Dying of Laughter

When people think of Scotland, most probably they are apt to think of engineers, inventors, philosophers and thinkers, but rarely of translators and the Scots as a nation of translators. Yet I would argue the Scots have one of the most formidable translation traditions of any country on earth.

If we think, for example, on the great modernist literature of the Twentieth Century, and that trio of great writers who are Franz Kafka, Marcel Proust and James Joyce, it surely can be no insignificant detail that the latter was an Irishman in exile, and the two former were first translated by Scots who wandered Europe: Proust, carried over by the indefatigable and fearless Scott Moncrieff; and Kafka rendered by the team of Orkney poet Edwin Muir and his wife Willa Muir.

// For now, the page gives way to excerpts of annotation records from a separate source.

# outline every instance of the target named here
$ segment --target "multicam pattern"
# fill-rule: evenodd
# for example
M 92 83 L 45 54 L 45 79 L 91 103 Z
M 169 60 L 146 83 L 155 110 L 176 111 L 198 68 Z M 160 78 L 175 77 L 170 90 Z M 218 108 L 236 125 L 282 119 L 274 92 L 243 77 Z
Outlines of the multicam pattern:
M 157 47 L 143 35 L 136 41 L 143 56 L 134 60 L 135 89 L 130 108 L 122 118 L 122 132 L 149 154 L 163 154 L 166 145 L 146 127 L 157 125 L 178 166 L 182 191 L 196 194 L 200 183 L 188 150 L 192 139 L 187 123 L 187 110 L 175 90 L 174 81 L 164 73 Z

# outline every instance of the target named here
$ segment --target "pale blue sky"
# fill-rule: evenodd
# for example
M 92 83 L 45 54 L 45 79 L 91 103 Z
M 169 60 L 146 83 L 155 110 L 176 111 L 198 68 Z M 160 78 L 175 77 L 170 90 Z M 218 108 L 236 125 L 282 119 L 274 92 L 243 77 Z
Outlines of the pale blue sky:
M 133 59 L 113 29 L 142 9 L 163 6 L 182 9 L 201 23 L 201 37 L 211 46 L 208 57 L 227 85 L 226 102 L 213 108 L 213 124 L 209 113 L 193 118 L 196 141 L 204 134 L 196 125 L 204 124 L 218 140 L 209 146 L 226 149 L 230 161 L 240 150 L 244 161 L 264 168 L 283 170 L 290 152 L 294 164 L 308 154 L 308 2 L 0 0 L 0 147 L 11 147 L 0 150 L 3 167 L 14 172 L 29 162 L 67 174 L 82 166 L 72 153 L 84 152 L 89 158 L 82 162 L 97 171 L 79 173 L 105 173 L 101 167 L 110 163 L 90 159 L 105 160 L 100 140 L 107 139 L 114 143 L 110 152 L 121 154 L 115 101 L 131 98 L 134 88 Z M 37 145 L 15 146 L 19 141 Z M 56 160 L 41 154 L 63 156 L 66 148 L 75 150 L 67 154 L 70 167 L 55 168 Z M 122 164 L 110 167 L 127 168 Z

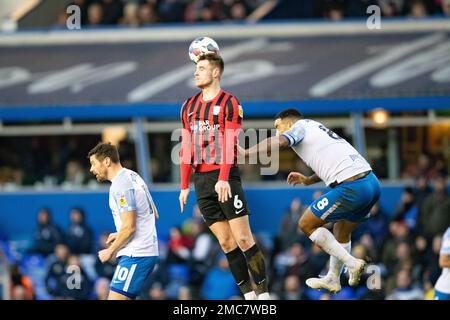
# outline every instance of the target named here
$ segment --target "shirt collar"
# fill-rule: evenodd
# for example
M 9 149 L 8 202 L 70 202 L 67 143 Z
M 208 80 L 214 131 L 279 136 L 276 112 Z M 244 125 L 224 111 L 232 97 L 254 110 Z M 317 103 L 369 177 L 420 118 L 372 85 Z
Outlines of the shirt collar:
M 122 174 L 122 172 L 125 172 L 125 168 L 122 168 L 119 170 L 119 172 L 117 172 L 114 178 L 111 179 L 111 183 L 113 183 Z

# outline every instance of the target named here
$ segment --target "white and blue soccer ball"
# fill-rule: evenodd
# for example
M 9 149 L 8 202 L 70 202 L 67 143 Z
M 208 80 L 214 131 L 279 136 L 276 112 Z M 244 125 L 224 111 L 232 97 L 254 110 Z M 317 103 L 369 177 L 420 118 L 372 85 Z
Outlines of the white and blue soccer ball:
M 220 55 L 219 45 L 208 37 L 198 37 L 189 46 L 189 59 L 197 63 L 201 56 L 215 53 Z

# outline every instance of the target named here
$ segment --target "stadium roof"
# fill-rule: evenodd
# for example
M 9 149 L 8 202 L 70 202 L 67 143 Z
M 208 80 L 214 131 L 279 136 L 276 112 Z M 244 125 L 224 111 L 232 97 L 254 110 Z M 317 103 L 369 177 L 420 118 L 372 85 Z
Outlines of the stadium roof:
M 197 91 L 187 56 L 194 34 L 219 42 L 222 87 L 247 115 L 273 115 L 286 106 L 317 114 L 450 109 L 448 21 L 378 31 L 362 26 L 231 26 L 228 35 L 219 32 L 223 26 L 187 28 L 173 40 L 179 28 L 3 35 L 0 119 L 176 118 Z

I read Edwin Muir’s autobiography recently (An Autobiography) in the vain hope of finding out something about how he came to translate Kafka, who had a great comic talent, and what such an experience might have been like. But Muir says little or nothing about the matter, other than to remark that Kafka “was a very tall man”. He seems not have given much importance to his translation which introduced Kafka to the English speaking world, at least not in his autobiography.

How can it be that the relatively small nation of Ireland gave the flower of Twentieth Century English literature in poetry (Yeats), in prose (Joyce) and in theatre (Beckett) and that it was Scots translators – forthgangin Scots, wanderers and adventurers – who unearthed Proust and Kafka for the English speaking world? Could it have something to do with being on the periphery of the English speaking world? About not being in the centre, about being culturally centrifuged?

The Scottish tradition in translation goes back much further back, not least to the singular and most remarkable figure of Sir Thomas Urquhart of Cromarty (1611-1660), who was the first to translate the first three books (there would be five in all) of Rabelais’ Gargantua and Pantagruel into English.

Sir Thomas, a royalist loyal to the Stuart crown during the War of the Three Kingdoms (1639-1660), fought at the ill-fated battle of Worcester where the royalist side was defeated, and was then detained in the Tower of London, a stay brilliantly and hilariously fictionalized by Alasdair Gray in Tales Unlikely, Mostly.

Before that, Sir Thomas had wandered the continent, travelling through France, Spain and Italy where, according to one biographer, “he spoke the languages to such perfection that he might easily have passed himself off as a native of any one of these countries… but his patriotic feelings were too strong to allow him such a course” and where he had drawn the sword three times to defend the honour of his native land.

As Hugh MacDiarmid points out in his essay on Sir Thomas in his brilliant Scottish Eccentrics, the Scots sense of honour and high spirits back at the time were proverbial, in both  Latin – “He is a Scot, he has pepper in his nose” (Scotus est, pipier in naso) – and in French, (Fier comme un Ecossais).

Inveterate bibliophile, Sir Thomas had built up a library in his years abroad which he subsequently took back with him to Cromarty where, once on the bookshelf, he would describe as “like a complete nosegay of flowers which in my travels of I had gathered out of the gardens of above sixteen several kingdoms” – a library which he subsequently lost, heartbroken, to his rapacious creditors.

His translation of Rabelais’s first three books, spinning 200,000 words from Rabelais 130,000, was described by some, despite some inaccuracies, as “the best rendering in any language of the work of the Reverent Rabelais”.

Sir Thomas also wrote The Jewel – “a vindication of the honour of Scotland” – and Logopandecteision, a prospectus on his plan for devising a universal language.

Sir Thomas Urquhart of Cromarty died in exile back on the continent – from a fit of laughter. Legend has it that when he heard the news of the restoration of the Stuarts to the throne, under Charles II in 1660 after so many years of civil war, he laughed so hard he dropped dead on the spot.

Could there be a more fitting end to that great Scottish adventurer, wanderer, writer and translator of the singular comic genius of Rabelais? And wouldn’t have Kafka himself approved?

* All quotes are taken from Hugh MacDiarmid’s Scottish Eccentrics (Carcanet Press, 1993. Edited by Alan Riach.)